Hitting the Black Hat Asia Summit: drones cannot escape the ship

Hitting the Black Hat Asia Summit: drones cannot escape the ship

 

 

Without an encrypted professional drone, Wi-Fi is easily hooked up, and the signal is copied, And then it flies away .....

Warning drones cannot escape the ship.

At the Black Hat Asia Summit, IBM Security Expert Nils Rodday said drones loaded with unencrypted chips would be hijacked by attackers, these drones are widely used in law enforcement, emergencies, and private sectors.

According to Rodday, hijacking of a drone that costs more than $28 thousand costs less than $40. Attackers can hijack a drone within two kilometers as long as they have more basic knowledge of radio communication.

In Europe, drones are widely used in emergency services, and this discovery undoubtedly makes the situation worse. Attacks against Xbee (a wireless transmission module based on ZigBee technology) chips have become quite common, in addition, drones are not limited to attacks.

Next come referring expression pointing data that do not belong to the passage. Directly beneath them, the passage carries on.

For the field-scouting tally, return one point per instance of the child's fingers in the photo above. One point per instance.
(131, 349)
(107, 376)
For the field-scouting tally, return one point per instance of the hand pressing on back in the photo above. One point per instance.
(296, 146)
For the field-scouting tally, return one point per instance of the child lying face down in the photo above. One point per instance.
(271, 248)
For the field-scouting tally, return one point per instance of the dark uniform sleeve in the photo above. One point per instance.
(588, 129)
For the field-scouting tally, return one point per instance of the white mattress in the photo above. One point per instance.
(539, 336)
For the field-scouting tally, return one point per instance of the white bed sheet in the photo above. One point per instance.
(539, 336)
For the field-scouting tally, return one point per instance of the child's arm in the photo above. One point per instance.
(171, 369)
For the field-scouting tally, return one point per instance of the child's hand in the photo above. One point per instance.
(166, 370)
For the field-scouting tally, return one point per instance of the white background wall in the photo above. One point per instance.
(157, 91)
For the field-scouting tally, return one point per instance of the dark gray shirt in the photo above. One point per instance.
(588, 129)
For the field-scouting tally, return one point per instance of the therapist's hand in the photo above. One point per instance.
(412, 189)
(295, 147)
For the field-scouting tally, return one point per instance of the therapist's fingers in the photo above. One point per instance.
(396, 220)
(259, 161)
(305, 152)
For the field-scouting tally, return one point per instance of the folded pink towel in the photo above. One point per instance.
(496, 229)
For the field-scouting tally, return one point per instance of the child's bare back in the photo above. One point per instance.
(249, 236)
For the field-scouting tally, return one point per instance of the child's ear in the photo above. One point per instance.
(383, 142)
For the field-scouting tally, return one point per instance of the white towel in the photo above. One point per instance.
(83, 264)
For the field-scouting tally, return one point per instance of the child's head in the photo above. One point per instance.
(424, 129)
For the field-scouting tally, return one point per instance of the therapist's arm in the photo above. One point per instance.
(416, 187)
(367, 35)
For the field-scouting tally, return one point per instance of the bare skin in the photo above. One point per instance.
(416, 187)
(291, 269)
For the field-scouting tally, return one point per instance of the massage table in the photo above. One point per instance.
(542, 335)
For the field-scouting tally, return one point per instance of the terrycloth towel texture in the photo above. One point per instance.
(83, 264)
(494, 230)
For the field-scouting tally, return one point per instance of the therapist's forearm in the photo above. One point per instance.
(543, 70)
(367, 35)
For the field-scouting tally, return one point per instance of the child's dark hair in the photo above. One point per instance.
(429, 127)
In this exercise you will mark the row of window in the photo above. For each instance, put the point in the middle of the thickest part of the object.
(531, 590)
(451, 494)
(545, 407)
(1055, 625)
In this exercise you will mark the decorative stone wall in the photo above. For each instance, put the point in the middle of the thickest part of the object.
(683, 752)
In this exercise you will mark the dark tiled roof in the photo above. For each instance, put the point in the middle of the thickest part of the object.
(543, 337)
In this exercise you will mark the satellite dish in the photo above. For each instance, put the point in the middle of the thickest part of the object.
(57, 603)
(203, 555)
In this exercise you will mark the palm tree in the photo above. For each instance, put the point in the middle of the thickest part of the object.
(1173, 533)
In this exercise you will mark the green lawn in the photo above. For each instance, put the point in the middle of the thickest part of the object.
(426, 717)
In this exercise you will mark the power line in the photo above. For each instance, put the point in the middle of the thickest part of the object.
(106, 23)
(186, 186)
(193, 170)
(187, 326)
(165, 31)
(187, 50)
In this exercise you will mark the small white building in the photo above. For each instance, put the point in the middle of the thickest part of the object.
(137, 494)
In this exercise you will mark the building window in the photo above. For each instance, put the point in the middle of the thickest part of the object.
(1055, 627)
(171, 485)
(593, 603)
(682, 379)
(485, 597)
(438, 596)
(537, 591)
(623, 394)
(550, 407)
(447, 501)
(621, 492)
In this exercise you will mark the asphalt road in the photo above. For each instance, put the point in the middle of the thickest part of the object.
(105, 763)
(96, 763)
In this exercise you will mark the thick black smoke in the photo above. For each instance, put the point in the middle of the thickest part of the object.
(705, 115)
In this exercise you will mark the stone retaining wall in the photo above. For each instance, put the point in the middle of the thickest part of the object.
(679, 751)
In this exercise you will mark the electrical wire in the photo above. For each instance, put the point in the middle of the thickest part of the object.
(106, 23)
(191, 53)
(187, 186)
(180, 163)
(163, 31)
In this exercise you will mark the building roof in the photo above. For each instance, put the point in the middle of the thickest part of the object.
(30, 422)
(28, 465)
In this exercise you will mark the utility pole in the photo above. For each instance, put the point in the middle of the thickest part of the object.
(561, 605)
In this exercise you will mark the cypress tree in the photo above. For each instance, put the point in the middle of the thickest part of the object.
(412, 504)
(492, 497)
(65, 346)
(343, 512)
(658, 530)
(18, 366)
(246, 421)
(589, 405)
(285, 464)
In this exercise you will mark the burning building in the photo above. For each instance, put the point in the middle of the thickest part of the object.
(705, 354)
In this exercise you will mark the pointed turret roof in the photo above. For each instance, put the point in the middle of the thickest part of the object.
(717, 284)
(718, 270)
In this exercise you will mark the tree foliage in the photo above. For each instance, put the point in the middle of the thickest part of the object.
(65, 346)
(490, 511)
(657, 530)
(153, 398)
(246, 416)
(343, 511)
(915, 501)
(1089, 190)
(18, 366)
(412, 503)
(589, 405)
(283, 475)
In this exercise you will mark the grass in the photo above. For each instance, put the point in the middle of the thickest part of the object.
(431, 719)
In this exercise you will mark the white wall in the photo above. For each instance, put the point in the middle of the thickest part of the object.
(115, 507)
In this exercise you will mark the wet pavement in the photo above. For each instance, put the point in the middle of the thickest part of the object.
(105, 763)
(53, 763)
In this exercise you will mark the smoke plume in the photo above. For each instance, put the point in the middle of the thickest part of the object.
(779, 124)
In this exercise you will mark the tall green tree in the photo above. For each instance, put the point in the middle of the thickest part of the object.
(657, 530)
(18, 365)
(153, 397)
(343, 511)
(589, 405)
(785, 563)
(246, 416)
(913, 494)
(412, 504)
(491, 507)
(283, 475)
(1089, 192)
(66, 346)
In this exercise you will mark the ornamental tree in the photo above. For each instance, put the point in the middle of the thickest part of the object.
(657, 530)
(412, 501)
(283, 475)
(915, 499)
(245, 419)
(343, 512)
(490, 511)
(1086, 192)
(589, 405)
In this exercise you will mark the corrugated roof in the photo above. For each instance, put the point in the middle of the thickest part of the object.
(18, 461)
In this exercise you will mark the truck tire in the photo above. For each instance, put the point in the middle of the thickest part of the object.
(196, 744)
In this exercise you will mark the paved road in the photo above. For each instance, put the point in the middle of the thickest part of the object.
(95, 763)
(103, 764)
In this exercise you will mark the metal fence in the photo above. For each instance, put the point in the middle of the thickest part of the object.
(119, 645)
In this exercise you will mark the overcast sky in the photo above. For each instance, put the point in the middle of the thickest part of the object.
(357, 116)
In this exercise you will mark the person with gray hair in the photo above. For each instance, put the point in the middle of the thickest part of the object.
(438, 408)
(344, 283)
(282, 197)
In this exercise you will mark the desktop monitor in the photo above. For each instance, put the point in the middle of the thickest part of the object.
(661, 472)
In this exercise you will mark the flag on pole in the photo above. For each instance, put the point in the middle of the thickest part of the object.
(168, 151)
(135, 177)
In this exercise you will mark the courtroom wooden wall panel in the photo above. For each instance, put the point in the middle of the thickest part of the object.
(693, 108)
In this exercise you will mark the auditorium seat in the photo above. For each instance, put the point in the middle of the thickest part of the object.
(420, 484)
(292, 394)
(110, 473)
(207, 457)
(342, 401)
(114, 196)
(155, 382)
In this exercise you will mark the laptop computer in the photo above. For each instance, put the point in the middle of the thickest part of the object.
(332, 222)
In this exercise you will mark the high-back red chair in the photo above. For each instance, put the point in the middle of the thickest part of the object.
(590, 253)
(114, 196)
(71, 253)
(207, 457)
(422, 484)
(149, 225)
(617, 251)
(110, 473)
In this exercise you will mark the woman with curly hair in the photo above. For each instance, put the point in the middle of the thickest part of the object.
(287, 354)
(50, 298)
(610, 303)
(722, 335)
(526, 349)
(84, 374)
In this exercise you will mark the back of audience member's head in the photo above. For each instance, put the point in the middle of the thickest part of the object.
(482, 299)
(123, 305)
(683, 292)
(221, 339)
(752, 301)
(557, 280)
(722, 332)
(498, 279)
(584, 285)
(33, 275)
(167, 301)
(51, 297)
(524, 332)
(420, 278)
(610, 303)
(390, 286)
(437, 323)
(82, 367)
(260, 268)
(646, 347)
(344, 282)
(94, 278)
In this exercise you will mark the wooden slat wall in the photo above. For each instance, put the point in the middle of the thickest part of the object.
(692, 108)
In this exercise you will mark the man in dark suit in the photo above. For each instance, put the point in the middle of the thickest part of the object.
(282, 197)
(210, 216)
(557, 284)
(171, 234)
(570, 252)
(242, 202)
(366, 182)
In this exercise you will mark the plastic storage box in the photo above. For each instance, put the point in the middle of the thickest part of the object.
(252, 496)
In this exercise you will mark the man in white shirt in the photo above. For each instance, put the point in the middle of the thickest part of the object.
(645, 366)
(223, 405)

A German drone researcher once worked with a vendor to research and crack drones and control their android applications. He found that, due to performance limitations, the Xbee chip in the drone is not encrypted, and after wireless connection, it can control flight devices less than 100 meters in the air. They are only subject to WEP (Wired Equivalent confidentiality) weak protection.

 

The hijacked drone is starting.

Man-in-the-middle attacks on drones

Rodday said at the black hat Asia Security Conference that the attacker completely controlled the drone by copying Android commands. He also demonstrated how to issue instructions to let the drone propeller start to rotate and take off.

"You can crack the Wi-Fi WEP encryption and then disconnect the original control end of the drone. You can connect the attacker's control end within 100 ." Roddy told reporters.

 

Nils Rodday in the live demonstration

Attackers conduct man-in-the-middle attacks on the Xbee link and insert command code between the drone and the control end two kilometers away. Attackers can remotely control drones and obtain packaged data, but Nils says with a smile:

"I believe most attackers will choose to steal it ."

 

Drone Signal Stream

Rodday indicates that if the Xbee application is encrypted, attackers may reject remote attack commands, which can mitigate man-in-the-middle attacks and traffic theft.

Rodday recommends that drone manufacturers encrypt the traffic of aircraft firmware and Android applications to avoid attacks.